Fiat, lettera degli operai ex Bertone a Marchionne: “Venga in assemblea”

Si è svolta oggi, presso lo stabilimento delle Officine Automobilistiche Grugliasco, nella provincia di Torino, un’assemblea, indetta dalle Rsu, che ha visto circa 400 lavoratori della ex Bertone firmare una lettera indirizzata all’amministratore delegato della Fiat, Sergio Marchionne, con il fine di invitarlo a partecipare ad un’assemblea dei dipendenti per discutere sul futuro della fabbrica. “Caro dottor Marchionne – si legge nella missiva dei lavoratori – venga da noi in assemblea a conoscerci. Proveremo a capirci senza pregiudizi e fughe ideologiche”.

Trattativa non è chiusa. “Le Rsu hanno ribadito che la trattativa non è chiusa, come dimostrano, non solo le posizioni equilibrate assunte dalla politica e dalle istituzioni locali, ma la stessa lettera inviata a tutti i dipendenti dall’ad della ex Bertone in cui auspica che si giunga ad un accordo”. Così, in una nota, Giorgio Airaudo, segretario nazionale della Fiom-Cgil e responsabile del settore auto, e Federico Bellono, segretario generale della Fiom-Cgil di Torino. I due sindacalisti definiscono, inoltre, la lettera “un’idea bella e innovativa, perché è con i lavoratori che bisogna trovare un accordo”, aggiungendo poi che “la Fiom non si sente in alcun modo scavalcata da tale iniziativa. Le lavoratrici e i lavoratori della ex Bertone hanno dimostrato, ancora una volta, di essere i primi interessati a raggiungere un accordo e rilanciare la loro azienda”.

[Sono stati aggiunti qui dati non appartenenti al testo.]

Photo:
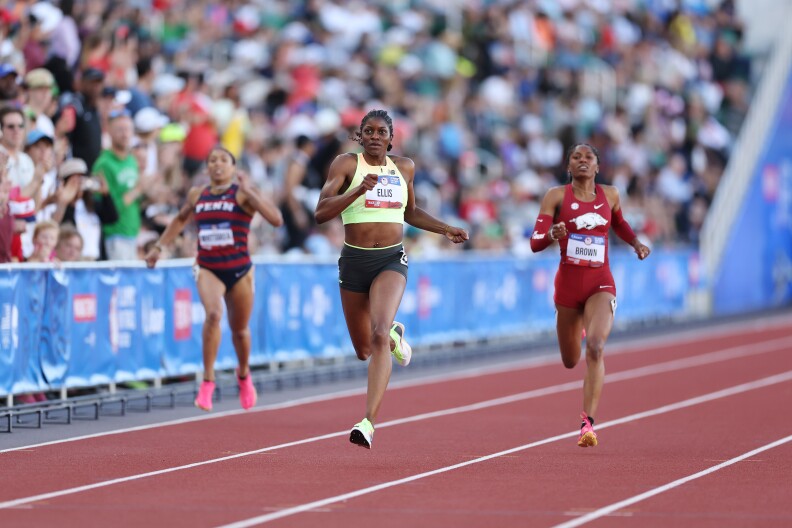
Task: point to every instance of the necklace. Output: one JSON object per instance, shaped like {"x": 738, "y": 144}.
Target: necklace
{"x": 584, "y": 192}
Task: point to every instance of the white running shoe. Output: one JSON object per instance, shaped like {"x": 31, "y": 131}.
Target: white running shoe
{"x": 362, "y": 434}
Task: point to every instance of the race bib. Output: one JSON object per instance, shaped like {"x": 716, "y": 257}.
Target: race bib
{"x": 585, "y": 250}
{"x": 219, "y": 236}
{"x": 387, "y": 194}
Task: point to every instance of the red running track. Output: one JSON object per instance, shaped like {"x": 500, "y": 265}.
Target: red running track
{"x": 676, "y": 417}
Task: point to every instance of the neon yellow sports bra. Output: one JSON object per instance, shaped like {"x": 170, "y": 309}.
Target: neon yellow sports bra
{"x": 385, "y": 202}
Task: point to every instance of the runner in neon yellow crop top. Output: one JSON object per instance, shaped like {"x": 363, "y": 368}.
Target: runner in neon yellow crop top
{"x": 373, "y": 194}
{"x": 386, "y": 202}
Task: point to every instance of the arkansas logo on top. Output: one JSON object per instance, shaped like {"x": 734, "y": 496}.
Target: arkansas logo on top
{"x": 589, "y": 221}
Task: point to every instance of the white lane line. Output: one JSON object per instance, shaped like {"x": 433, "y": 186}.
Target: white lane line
{"x": 287, "y": 512}
{"x": 678, "y": 338}
{"x": 706, "y": 359}
{"x": 607, "y": 510}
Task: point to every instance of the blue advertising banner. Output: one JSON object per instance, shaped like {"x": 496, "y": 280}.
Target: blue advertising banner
{"x": 83, "y": 326}
{"x": 756, "y": 271}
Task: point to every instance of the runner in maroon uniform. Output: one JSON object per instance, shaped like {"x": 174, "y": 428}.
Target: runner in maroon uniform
{"x": 223, "y": 210}
{"x": 578, "y": 216}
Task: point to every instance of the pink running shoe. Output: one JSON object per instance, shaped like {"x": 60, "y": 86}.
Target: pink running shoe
{"x": 247, "y": 392}
{"x": 204, "y": 399}
{"x": 587, "y": 438}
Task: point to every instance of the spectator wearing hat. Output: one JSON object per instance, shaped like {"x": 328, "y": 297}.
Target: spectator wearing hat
{"x": 20, "y": 166}
{"x": 39, "y": 84}
{"x": 39, "y": 146}
{"x": 121, "y": 172}
{"x": 148, "y": 124}
{"x": 81, "y": 114}
{"x": 9, "y": 89}
{"x": 84, "y": 202}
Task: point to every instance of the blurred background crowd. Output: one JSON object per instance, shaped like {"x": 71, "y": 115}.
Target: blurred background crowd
{"x": 109, "y": 108}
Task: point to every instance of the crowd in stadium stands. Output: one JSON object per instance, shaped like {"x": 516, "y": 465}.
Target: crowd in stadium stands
{"x": 109, "y": 110}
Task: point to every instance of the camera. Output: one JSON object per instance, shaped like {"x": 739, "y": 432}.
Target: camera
{"x": 90, "y": 184}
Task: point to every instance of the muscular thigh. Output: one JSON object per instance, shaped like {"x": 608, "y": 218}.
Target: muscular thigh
{"x": 356, "y": 312}
{"x": 569, "y": 327}
{"x": 239, "y": 302}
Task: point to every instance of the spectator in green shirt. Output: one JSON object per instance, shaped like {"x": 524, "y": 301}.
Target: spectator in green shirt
{"x": 120, "y": 169}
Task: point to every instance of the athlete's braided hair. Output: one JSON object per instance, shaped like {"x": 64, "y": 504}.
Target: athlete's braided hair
{"x": 572, "y": 149}
{"x": 221, "y": 148}
{"x": 371, "y": 115}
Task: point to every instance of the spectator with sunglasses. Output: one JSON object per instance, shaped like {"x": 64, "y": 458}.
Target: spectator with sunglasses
{"x": 81, "y": 117}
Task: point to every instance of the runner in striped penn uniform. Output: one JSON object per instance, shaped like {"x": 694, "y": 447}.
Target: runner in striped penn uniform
{"x": 223, "y": 210}
{"x": 223, "y": 228}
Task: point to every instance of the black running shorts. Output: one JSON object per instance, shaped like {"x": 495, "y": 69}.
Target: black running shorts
{"x": 357, "y": 268}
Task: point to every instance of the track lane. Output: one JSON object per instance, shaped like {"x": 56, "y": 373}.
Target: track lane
{"x": 162, "y": 448}
{"x": 343, "y": 460}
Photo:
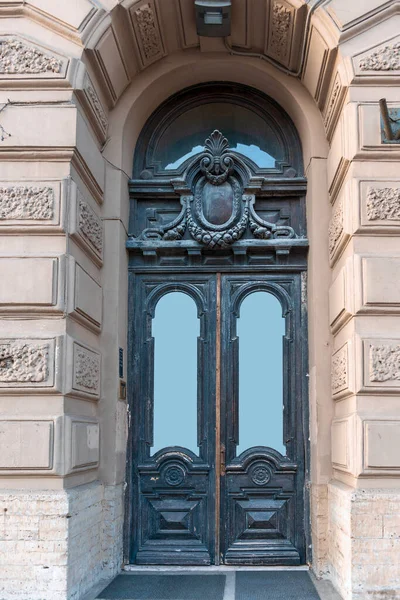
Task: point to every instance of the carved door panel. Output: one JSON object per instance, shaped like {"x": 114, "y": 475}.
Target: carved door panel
{"x": 174, "y": 508}
{"x": 222, "y": 503}
{"x": 262, "y": 491}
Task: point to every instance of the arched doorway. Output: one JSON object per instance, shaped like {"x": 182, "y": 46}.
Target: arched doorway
{"x": 218, "y": 249}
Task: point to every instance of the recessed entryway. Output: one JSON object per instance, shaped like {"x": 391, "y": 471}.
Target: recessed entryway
{"x": 217, "y": 583}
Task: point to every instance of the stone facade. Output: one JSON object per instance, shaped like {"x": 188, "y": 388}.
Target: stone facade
{"x": 76, "y": 89}
{"x": 69, "y": 536}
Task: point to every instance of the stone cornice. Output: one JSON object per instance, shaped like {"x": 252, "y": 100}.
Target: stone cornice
{"x": 20, "y": 9}
{"x": 51, "y": 154}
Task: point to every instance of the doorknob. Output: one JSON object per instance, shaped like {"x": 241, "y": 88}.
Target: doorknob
{"x": 223, "y": 459}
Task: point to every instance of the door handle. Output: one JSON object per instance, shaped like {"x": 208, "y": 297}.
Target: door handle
{"x": 223, "y": 460}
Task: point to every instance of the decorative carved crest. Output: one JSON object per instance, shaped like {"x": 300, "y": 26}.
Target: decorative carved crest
{"x": 216, "y": 164}
{"x": 218, "y": 213}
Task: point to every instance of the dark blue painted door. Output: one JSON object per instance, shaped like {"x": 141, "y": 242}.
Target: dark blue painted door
{"x": 220, "y": 502}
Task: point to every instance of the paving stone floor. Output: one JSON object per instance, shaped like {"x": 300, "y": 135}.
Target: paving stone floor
{"x": 220, "y": 584}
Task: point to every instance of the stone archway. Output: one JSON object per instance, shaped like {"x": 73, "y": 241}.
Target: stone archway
{"x": 80, "y": 86}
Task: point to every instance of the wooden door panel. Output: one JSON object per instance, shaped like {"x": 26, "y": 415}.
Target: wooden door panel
{"x": 262, "y": 490}
{"x": 174, "y": 520}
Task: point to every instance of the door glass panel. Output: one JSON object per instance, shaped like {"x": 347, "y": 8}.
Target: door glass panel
{"x": 175, "y": 332}
{"x": 260, "y": 330}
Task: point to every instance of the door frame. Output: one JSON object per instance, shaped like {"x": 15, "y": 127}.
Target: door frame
{"x": 272, "y": 203}
{"x": 274, "y": 283}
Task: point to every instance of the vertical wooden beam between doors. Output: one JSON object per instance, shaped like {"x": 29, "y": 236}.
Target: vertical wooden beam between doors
{"x": 218, "y": 424}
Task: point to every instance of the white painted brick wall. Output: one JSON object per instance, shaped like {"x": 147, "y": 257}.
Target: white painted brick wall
{"x": 56, "y": 545}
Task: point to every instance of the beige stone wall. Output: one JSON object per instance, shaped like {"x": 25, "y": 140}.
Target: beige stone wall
{"x": 58, "y": 544}
{"x": 77, "y": 84}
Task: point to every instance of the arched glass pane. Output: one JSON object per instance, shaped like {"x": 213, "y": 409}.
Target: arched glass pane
{"x": 260, "y": 330}
{"x": 247, "y": 133}
{"x": 175, "y": 332}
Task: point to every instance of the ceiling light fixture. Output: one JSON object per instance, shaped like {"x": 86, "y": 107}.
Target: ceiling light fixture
{"x": 213, "y": 18}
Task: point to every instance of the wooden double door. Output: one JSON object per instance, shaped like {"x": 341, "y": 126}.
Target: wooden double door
{"x": 226, "y": 483}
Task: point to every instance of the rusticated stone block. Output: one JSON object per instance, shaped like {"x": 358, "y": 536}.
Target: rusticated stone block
{"x": 23, "y": 362}
{"x": 24, "y": 202}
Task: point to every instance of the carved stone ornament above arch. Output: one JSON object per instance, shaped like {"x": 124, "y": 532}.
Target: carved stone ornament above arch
{"x": 260, "y": 132}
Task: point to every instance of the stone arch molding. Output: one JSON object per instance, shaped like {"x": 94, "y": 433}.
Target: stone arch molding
{"x": 100, "y": 47}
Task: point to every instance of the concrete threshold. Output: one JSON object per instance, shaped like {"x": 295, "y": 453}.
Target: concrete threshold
{"x": 207, "y": 569}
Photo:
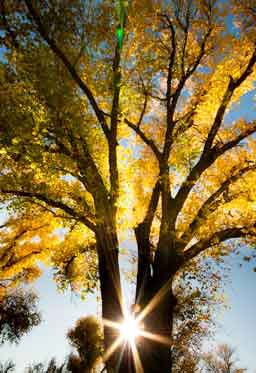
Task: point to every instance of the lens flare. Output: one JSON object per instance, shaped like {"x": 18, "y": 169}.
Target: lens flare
{"x": 129, "y": 329}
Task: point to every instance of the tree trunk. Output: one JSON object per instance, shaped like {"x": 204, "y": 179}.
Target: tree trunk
{"x": 110, "y": 285}
{"x": 154, "y": 281}
{"x": 156, "y": 356}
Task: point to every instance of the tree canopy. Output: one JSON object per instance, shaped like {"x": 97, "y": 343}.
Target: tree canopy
{"x": 114, "y": 118}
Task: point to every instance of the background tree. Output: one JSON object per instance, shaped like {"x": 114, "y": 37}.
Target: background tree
{"x": 104, "y": 132}
{"x": 18, "y": 315}
{"x": 52, "y": 367}
{"x": 87, "y": 338}
{"x": 223, "y": 360}
{"x": 7, "y": 367}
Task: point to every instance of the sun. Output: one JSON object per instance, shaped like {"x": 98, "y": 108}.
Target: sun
{"x": 129, "y": 329}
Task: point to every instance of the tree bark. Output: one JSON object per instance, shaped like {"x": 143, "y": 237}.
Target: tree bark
{"x": 154, "y": 281}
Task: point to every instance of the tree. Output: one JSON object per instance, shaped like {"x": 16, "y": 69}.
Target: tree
{"x": 18, "y": 315}
{"x": 52, "y": 367}
{"x": 8, "y": 367}
{"x": 113, "y": 118}
{"x": 87, "y": 339}
{"x": 222, "y": 361}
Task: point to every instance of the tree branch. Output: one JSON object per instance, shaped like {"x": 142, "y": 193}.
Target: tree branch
{"x": 217, "y": 237}
{"x": 58, "y": 52}
{"x": 206, "y": 161}
{"x": 232, "y": 86}
{"x": 145, "y": 139}
{"x": 58, "y": 204}
{"x": 213, "y": 202}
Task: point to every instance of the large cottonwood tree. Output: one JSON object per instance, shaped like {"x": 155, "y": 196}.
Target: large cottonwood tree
{"x": 113, "y": 118}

Sindacati divisi. In merito allo stabilimento piemontese appaiono sempre più distanti le posizioni delle organizzazioni sindacali. Per Vincenzo Aragona, segretario della Fismic Piemonte, “la Fiom prende in giro i lavoratori”. Per di più, “la trattativa non è aperta e si rischia – così – di perdere l’investimento e l’occupazione dei 1.100 lavoratori”. La soluzione proposta da Margot Cagliero, della Fim, è l’organizzazione di un referendum tra i lavoratori “perché la trattativa,- afferma – se mai c’è stata, è morta e sepolta e in assemblea si assiste solo a comizi sindacali”. Ferma sulla propria posizione la Fiom, che, nella persona di Vittorio De Martino, ribadisce che “il tentativo della Fiom di tenere aperta la trattativa va avanti, quindi, – aggiunge – la Fiat e il mondo politico e istituzionale facciano le loro considerazioni”. Per l’Ugl, infine, è fondamentale credere nel progetto della casa automobilistica torinese. A tal proposito, questa mattina, davanti alla stessa fabbrica, il sindacato ha distribuito volantini dal titolo “Sì al lavoro, sì al piano di rilancio Fiat”. Intanto, davanti ai cancelli dello stabilimento è stato appeso uno striscione che dice “Vogliamo lavorare. Officine Automobilistiche Grugliasco è il nostro futuro”.